Vom 4. bis zum 11. Februar 1945 berieten die Anführer der gegen Deutschland kämpfenden Alliierten in einem ehemaligen Sommerpalast der Zaren über die Ordnung, die nach der kurz bevorstehenden Niederlage von Hitlers Truppen in Europa herrschen sollte. Manche fühlen sich an diese Konferenz der „Großen Drei“ erinnert, wenn sich nun der russische Präsident Wladimir Putin und sein amerikanischer Kollege Donald Trump anschicken, über die Zukunft der Ukraine nach einem bald angestrebten Waffenstillstand zu beraten.

Winston Churchill, Franklin Roosevelt, Josef Stalin
Winston Churchill, Franklin Roosevelt und Josef Stalin in Jalta. © picture alliance / AP Photo | Uncredited

Die drei von Jalta entwarfen am Reißbrett, wie sie sich die künftige europäische Landkarte vorstellten. Es war eine echte Siegerkonferenz, auf der die Interessen des kurz vor der Kapitulation stehenden Aggressors Deutschland praktische keine Rolle spielten. Das Gleiche galt aber auch für zahlreiche osteuropäische Staaten, die von Deutschland überfallen worden waren und nun erleben mussten, wie ohne sie über ihre Zukunft entschieden wurde. Es handelte sich für sie um einen Diktatfrieden, ein Begriff, der auch heute in den Debatten um die Beendigung des Ukraine-Krieges fällt.

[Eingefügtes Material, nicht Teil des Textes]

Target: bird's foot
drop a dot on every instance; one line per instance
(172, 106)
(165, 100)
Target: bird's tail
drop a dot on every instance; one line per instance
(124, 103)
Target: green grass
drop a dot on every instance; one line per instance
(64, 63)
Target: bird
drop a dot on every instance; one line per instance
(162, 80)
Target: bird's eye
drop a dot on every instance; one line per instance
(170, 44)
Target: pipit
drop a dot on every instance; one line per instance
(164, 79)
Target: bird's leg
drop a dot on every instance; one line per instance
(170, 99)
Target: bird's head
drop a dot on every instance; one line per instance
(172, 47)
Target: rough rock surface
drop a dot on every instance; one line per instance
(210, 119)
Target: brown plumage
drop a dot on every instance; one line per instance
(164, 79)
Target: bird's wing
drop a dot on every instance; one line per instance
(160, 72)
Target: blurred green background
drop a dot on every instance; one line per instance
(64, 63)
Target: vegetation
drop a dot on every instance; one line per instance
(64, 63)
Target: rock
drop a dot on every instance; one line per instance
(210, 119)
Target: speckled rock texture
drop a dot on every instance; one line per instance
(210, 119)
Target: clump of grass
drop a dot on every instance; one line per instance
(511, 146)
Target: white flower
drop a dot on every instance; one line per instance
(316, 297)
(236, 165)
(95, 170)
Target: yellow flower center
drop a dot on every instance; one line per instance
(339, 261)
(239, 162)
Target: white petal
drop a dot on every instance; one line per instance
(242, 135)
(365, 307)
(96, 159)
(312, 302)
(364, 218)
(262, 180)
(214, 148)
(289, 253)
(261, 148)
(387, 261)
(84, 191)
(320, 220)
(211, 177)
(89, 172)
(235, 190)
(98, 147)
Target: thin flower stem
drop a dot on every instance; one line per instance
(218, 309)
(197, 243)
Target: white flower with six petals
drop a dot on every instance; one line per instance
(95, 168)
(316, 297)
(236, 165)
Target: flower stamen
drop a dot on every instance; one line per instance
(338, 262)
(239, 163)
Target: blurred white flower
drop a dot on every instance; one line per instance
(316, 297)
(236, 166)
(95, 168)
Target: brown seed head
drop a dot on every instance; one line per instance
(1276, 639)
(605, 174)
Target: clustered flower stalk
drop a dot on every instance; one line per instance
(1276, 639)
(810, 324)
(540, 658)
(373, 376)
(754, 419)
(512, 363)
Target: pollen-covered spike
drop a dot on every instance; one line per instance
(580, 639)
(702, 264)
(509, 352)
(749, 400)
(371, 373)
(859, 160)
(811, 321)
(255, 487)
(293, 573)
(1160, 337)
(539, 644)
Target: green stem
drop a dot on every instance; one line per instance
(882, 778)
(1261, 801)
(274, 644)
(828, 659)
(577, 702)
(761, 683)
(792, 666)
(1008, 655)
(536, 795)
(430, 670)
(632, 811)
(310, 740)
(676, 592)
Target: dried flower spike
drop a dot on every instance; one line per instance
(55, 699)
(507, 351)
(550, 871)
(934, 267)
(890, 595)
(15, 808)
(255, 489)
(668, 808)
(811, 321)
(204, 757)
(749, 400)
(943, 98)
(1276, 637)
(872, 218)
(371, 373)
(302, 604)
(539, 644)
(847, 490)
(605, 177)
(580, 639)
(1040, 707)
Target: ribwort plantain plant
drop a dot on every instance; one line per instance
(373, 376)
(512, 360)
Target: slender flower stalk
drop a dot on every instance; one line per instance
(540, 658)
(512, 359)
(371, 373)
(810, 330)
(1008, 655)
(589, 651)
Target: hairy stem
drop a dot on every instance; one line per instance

Trotz mancher augenscheinlicher Parallelen zwischen den damaligen und den heutigen Entwicklungen im Osten Europas sind sie dennoch nicht wirklich zu vergleichen – außer der Tatsache, dass einige mächtige Männer beanspruchen, den Weg der Geschichte an einem entscheidenden Punkt zu bestimmen.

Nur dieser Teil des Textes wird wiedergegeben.